There is a déjà vu aspect to all this because the NIS was created to replace a previous rouge intel agency (the KCIA). The NIS misdeeds weren’t as bad as those of the KCIA (kidnapping, murder, extortion, theft, and so on). The NIS stands accused of having some of its operatives run an online smear campaign against a presidential candidate seen as too leftist and likely to help keep the North Korean dictatorship in power. This consisted of NIS operatives using several hundred different email addresses to post 1,900 messages criticizing candidates seen as leftist sympathizers of North Korea. What caused the most political ruckus was the 73 messages against the losing presidential candidate. But in an analysis of the campaign, the millions of political messages posted online during the campaign concluded that the NIS effort was too small and innocuous to have had any impact on the election outcome.
No one wants to dismantle the NIS, if only because it has been very effective in carrying out its legal responsibilities. This includes keeping tabs on North Korea and, in particular, investigating the recent increase of Internet hacking attacks from the north. The NIS figured out that a major series of attacks last year could be traced back to North Korean Ministry of Post and Telecommunications facilities. While there was no apparent damage from these attacks (which hit government sites in South Korea and the United States), similar attacks have made away with secret data.
The NIS has uncovered other North Korean and Chinese Information War programs. One if these was the use of bogus Internet messages to influence public opinion, and that is what it was recently busted for. What was unusual about that was the fact that whoever came up with that idea missed the point. That is, you have to unleash a lot more than 1,900 messages to have any impact. NIS, for example, uncovered a similar operation in North Korea, which used over 200 military intelligence operatives to post pro-North Korea messages on South Korean message boards and social media sites. The North Koreans also impersonate real South Koreans by using stolen passwords for South Korean Internet users.
These tactics began in China, where the “50 Cent Army” was born and has proven effective if done on a large enough scale. But after nearly a decade of use, the concept is running out of gas. Too many people are becoming aware of paid messages showing up in social media and messaging areas throughout the Internet. This is especially true in China, where the government has long been quietly paying Internet users a small fee to post pro-government responses on message boards where some company or the government is being criticized or maligned. For some members of the original Chinese "50 Cent Party" it was a full time job, receiving up to 50 cents (two yuan) each for up to a hundred pro-government messages posted a day, using several dozen different accounts. But most of the posters are volunteers or just do it to earn a little extra money. If you can post in foreign languages, especially colloquial English, you make more. Very few members of the "50 Cent Army" (as the mercenary posters were also known) made a lot of money.
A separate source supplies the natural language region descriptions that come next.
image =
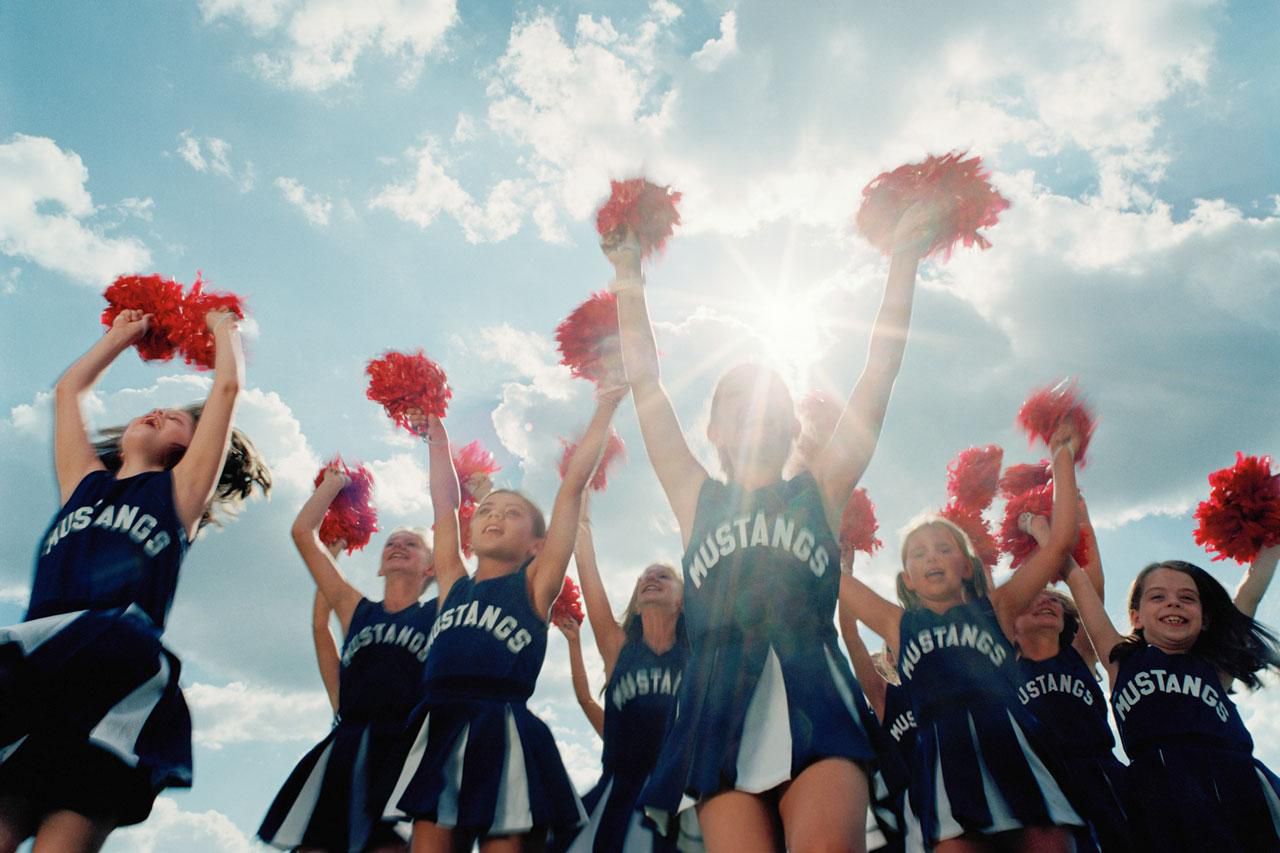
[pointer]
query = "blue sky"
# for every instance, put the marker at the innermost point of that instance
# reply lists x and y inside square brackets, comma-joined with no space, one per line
[398,174]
But now many Internet users automatically recognize and ignore the paid messages and go out of their way to teach others what to look for. In the West many moderators of message boards have tools that allow them to instantly delete the accounts of paid posters and all their paid posts. In China you can get arrested for doing that but not for just ignoring the paid propaganda.
The practice began a decade ago, as Chinese propaganda officials sought ways to deal with growing anti-government activity on Internet message boards. One idea was to organize the pro-government posters already out there. The propaganda bureaucracy (which is huge in China) did so and got so many volunteers that they soon developed a test to select the most capable posters and also set up training classes to improve the skills of these volunteers. Cash bonuses were offered for the most effective work. At one point, the government had nearly 100,000 volunteers and paid posters operating. This quickly evolved into the "50 Cent Army. In the last few years the Russian government has adopted the practice and now we have the "50 Ruble Army: in Russia.
The Chinese eventually realized that quality was better than quantity because the less articulate posters were easily spotted, and ridiculed, as members of the "50 Cent Army" or "Internet Apes" or the “Water (because of the zombie accounts used for posting) Army.” This was especially the case outside China. Inside China people just learned to ignore the government posters. But the more skilled Internet Apes often appear convincing to many people following Internet based discussions. The "50 Cent Army" was often a very worthwhile investment.
In the United States the same techniques were adopted to push political candidates or commercial products. There it was called "viral marketing." The CIA has used a similar technique to counter anti-American, or pro-terrorist, activity on the Internet. This activity also made it easier to spot potential terrorists or potential informants.
Russia also adopted the Chinese technique of harnessing the enthusiasm of pro-government volunteers. As happened elsewhere, bloggers and posters with a large following are also enticed to be pro-government, for a fee (or perhaps because of a few threats).
This practice of buying favorable attention in the media is nothing new and is centuries old. The U.S. is unique in that, for about a century, the American mass media has been largely free of this blatant bribery. But in most of the world a clever journalist quickly attracts the attention of people who will pay for some favorable comments. It's no secret, although many journalists insist they are not bought.